Authentication flow for OAuth 2.0 compliant SSO with a third-party authorization server and Reltio Connected Cloud as the resource server will include the following parties:
  • User as Resource Owner
  • Reltio Connected Cloud:
    • Hub (Reltio UI)
    • Reltio OAuth2 service
  • Third-party identity provider (for example, PingFederate, Google Apps, GitHub, ADFS, Okta) as Authorization Server

Typically, the authentication flow includes the following technical interactions:

  1. User attempts to log in to a tenant in Reltio Connected Cloud using Hub.
  2. Hub receives the request (with tenantId) and redirects User to Reltio OAuth2 service.
  3. Reltio OAuth2 service receives an authorization request and automatically redirects User to the associated third-party Authorization Server to get an OAuth code. Using the tenantId provided by Hub, Reltio OAuth2 service chooses an IdP and redirects User to the IdP login page. For example. https://auth-srv.customer.com/as/authorize?client_id=customer.reltio&client_secret=1A2b3C&grant_type=code&scope=profile_name,profile_email&redirect_uri=https://auth.reltio.com/callback&state=ABCD
    Note: The URL is taken from the Login endpoint attribute defined in the configuration.
    Note: In this example, state=ABCD is an internal identifier of the request-it will be used by Authorization Server to tie it to the redirect URL to Reltio OAuth2 service callback page.
  4. Hub gets a token for User by the code received from Reltio OAuth2 service. 6.1 Reltio UI sends an authorization request to Reltio OAuth2 service. For example. https://auth.reltio.com/authorize?grant_type=code&code=<Reltio code>
    • As a result, Reltio OAuth2 service generates an OAuth token request for Authorization Server. For example, https://auth-srv.customer.com/as/authorize?grant_type=authorization_code&code=<code received from Authorization Server in the previous step>
      Note: The URL is taken from the Token endpoint attribute defined in the configuration.

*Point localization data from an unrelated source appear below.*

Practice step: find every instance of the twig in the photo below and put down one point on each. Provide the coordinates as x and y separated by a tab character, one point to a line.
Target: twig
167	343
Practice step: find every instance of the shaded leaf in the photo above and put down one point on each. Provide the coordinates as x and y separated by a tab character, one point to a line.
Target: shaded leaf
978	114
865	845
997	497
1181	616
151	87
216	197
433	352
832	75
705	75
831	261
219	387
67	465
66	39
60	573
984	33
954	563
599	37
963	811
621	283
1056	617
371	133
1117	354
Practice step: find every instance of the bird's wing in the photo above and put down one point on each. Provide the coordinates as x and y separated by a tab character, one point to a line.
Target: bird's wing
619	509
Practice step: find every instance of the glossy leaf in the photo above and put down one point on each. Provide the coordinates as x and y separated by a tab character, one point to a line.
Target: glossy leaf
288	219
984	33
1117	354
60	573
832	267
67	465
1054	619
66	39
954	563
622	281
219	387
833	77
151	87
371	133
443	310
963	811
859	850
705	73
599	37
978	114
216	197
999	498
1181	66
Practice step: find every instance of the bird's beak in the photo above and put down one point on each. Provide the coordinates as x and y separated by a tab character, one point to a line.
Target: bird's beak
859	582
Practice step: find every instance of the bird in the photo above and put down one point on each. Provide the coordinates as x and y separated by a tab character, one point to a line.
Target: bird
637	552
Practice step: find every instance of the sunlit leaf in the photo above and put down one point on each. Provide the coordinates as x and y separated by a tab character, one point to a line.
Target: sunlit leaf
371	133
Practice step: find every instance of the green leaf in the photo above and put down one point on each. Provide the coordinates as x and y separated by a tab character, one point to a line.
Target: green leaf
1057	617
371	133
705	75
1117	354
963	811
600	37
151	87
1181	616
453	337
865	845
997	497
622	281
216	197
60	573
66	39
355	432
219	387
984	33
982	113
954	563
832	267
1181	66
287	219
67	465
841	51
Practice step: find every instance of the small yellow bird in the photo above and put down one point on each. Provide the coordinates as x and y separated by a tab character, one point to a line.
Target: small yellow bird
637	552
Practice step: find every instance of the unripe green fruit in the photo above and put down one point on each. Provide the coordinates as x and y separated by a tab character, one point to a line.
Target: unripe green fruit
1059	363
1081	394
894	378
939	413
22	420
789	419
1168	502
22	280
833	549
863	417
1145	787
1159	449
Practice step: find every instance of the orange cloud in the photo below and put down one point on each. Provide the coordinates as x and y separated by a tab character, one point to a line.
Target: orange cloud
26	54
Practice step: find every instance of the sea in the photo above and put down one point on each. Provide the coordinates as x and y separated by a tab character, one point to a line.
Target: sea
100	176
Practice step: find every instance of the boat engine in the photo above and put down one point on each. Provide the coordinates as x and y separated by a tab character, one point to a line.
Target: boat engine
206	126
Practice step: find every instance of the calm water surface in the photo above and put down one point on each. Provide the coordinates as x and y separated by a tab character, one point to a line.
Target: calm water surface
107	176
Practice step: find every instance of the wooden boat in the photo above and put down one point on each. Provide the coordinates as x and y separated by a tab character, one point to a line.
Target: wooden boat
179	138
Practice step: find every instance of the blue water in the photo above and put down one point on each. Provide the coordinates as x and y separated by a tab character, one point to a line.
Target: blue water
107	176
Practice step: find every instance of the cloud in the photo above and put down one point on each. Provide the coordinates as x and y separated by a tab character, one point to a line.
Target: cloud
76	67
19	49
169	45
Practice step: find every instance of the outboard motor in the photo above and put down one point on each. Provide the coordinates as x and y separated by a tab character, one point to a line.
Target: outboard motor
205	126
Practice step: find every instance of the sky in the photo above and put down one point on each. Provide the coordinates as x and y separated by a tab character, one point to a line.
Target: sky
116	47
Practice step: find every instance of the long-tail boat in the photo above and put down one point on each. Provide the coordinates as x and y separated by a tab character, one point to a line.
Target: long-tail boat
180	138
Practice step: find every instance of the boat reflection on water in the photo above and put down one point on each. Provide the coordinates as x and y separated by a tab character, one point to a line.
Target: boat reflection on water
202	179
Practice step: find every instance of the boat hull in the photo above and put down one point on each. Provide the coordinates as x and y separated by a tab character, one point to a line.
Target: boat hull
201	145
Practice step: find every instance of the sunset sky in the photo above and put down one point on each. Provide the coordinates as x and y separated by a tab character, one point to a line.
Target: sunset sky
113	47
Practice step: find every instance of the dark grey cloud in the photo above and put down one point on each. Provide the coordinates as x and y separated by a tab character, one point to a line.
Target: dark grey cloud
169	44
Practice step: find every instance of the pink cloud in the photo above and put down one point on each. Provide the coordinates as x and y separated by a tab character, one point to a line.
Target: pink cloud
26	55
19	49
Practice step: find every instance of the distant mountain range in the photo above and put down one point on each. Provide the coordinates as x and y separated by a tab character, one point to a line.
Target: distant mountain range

    • Authorization Server should return OAuth access_token / refresh_token in response.
    Note: The length of the access_token / refresh_token must be within 400 characters.
  5. On token validation request, Reltio OAuth2 service needs to associate customer's user with a user in Reltio OAuth2 by email address.
    • Using the token obtained from Authorization Server, Reltio OAuth2 service tries to get user information from IdP. For example, https://auth-srv.customer.com/as/user or https://auth-srv.customer.com/as/checkToken along with OAuth token sent in an appropriate authorization header.
      Note: The URL is taken from User info endpoint attribute defined in the configuration.
    • After Reltio OAuth2 service gets user information, it will try to associate customer's user with a user in Reltio OAuth2 by email. If the user exists, then Reltio platform will validate the roles/privilege against those defined in IdP. If the user does not exist, Reltio will create a new user in Reltio OAuth2 with roles predefined in the configuration of the IdP.
      Note: User mapping Reltio OAuth2-IdP must be unambiguous, it is preferable to use email or user ID.
  6. On refresh token request, Reltio OAuth2 service will use the refresh token directly in IdP.